フルトラにして進角がおかしくなったので、遠心ガバナのスプリングを自作しました。


ここには進角特性図が有ります。

スポンジを貼り付けたり細かい改造をしたりしていましたが、セミトラの最終段階では基本的にノーマルに近い進角特性が得られていました。しかしフルトラにしてポイントを取り除いただけなのに、どうしても進角特性が元に戻りません。

何回弄っても標準のバネを使う限りは、上図のような特性しか得られないことが段々とはっきりしてきました。ポイントを押し開く仕事が不要になったので、ガバナのウエイトが軽く外側まで動いてしまうことが原因のようです。

30年くらい前の日本電装や日立の技術者なら知っていることなのかもしれませんが、今の時代にこういった内容の資料を見つけることが出来ませんでした。


ここには 画像があります。

グラフや挙動から解るようにバネが柔らかすぎる訳です。と言うことで最初のうちは標準のバネを1巻ずつ減らしていってバネ定数を上げて試験しました。しかしそれでは目に見えるほどの効果は得られませんでした。

そこで超概算ですが計算をしてみます。2500rpmの時と3500rpmの時の遠心力の比率を求めると。遠心力はF=mrω^2ですから回転数の2乗に比例します。(3500/2500)^2=1.96となり今より2倍強力なバネが必要だと解りました。

アイドリング辺りの初張力の問題やガバナのリンク比が変わっていく問題が有るために、実際はこのように簡単では有りませんが、1巻2巻をカットして調整できる範囲では無いことははっきりしてきました。

そこでホームセンターで良く似た寸法のバネを買ってきてみましたが、使えそうなバネ定数の物は有りませんでした。仕方ないのでバネを自作することにしました。

以前作った計算シートで確認すると、オリジナルのバネは以下のスペックです。
 素線径 0.8mm
 コイル中心径 5.0mm
 有効巻数 9巻
 バネ定数 3.55N/mm

近所のホームセンターで入手できるピアノ線の寸法を考慮して計算してみます。

自作1
 素線径 0.9mm
 コイル中心径 5.0mm
 有効巻数 9巻
 バネ定数 5.69N/mm

自作2
 素線径 0.9mm
 コイル中心径 4.5mm
 有効巻数 9巻
 バネ定数 7.80N/mm

自作3
 素線径 0.9mm
 コイル中心径 4.0mm
 有効巻数 9巻
 バネ定数 11.1N/mm

スプリングバックを考慮して、2.8mmから4mmくらいまでの丸棒に0.9mmのピアノ線を巻き付けてやれば良さそうだと言うことが解りました。


ここには 画像があります。

製作です。旋盤があればもっと綺麗に巻けるのでしょうが、とりあえず万力とドライバーの軸で挑戦です。何十巻も負けと言われると困りますが、9巻くらいなら綺麗な部分が取れそうな素材が出来ました。
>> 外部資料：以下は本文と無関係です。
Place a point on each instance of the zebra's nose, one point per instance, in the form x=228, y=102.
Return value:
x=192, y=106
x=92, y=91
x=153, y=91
この過程で革手袋を突き破って来たピアノ線が親指に刺さりました。2日くらいズキンズキンと痛いです。あまりお勧めの方法では有りません。

この後は両端を90度に折り曲げて完成です。ラジオペンチ類を総動員して何とか形をでっち上げます。冷間加工なので内部応力が溜まっていると思いますが、熱処理の方法が良く解らなかったのでそのまま使うことにしました。

シリンダヘッドに装着されて何回も100度くらいまで加熱と冷却を繰り返していれば、じきに内部応力は無くなってくるでしょう(笑)。それに下手なことをして焼き鈍しになってしまうことも怖いですし。


ここには 画像があります。

実験中の画像です。左上がコイル中心径4.0mmのバネ。右下が4.5mmのバネです。この組み合わせでもバネが柔らかすぎたので、最終的には両方ともコイル中心径4.0mmのバネを装着しました。

バネ定数と共に動き始めの回転数も調整する必要が有ります。バネの立場で言えば取付時の初張力のセットです。メカ的な寸法は決まっていますので、実際にやる行為はバネの隙間をマイナスドライバーなどで広げて調整することになります。


ゴソゴソやってなんとかセミトラと同等の進角特性が得られました。とは言っても内部応力が無くなってきたらセッティングが変わるかも・・・とか、引っかけ部の根っこに傷が沢山あるから折れるんじゃないか・・・とか、心配事は沢山あります。

しかしこのバネが折れても最大進角になるだけです。1巻減らした状態で取付直してもOKですし、ガバナを適当なところにひもで固定してやってもガレージまでたどり着く事は可能でしょう。

PICによるデジタル進角が出来るまでは、この状態で使っていくことになります。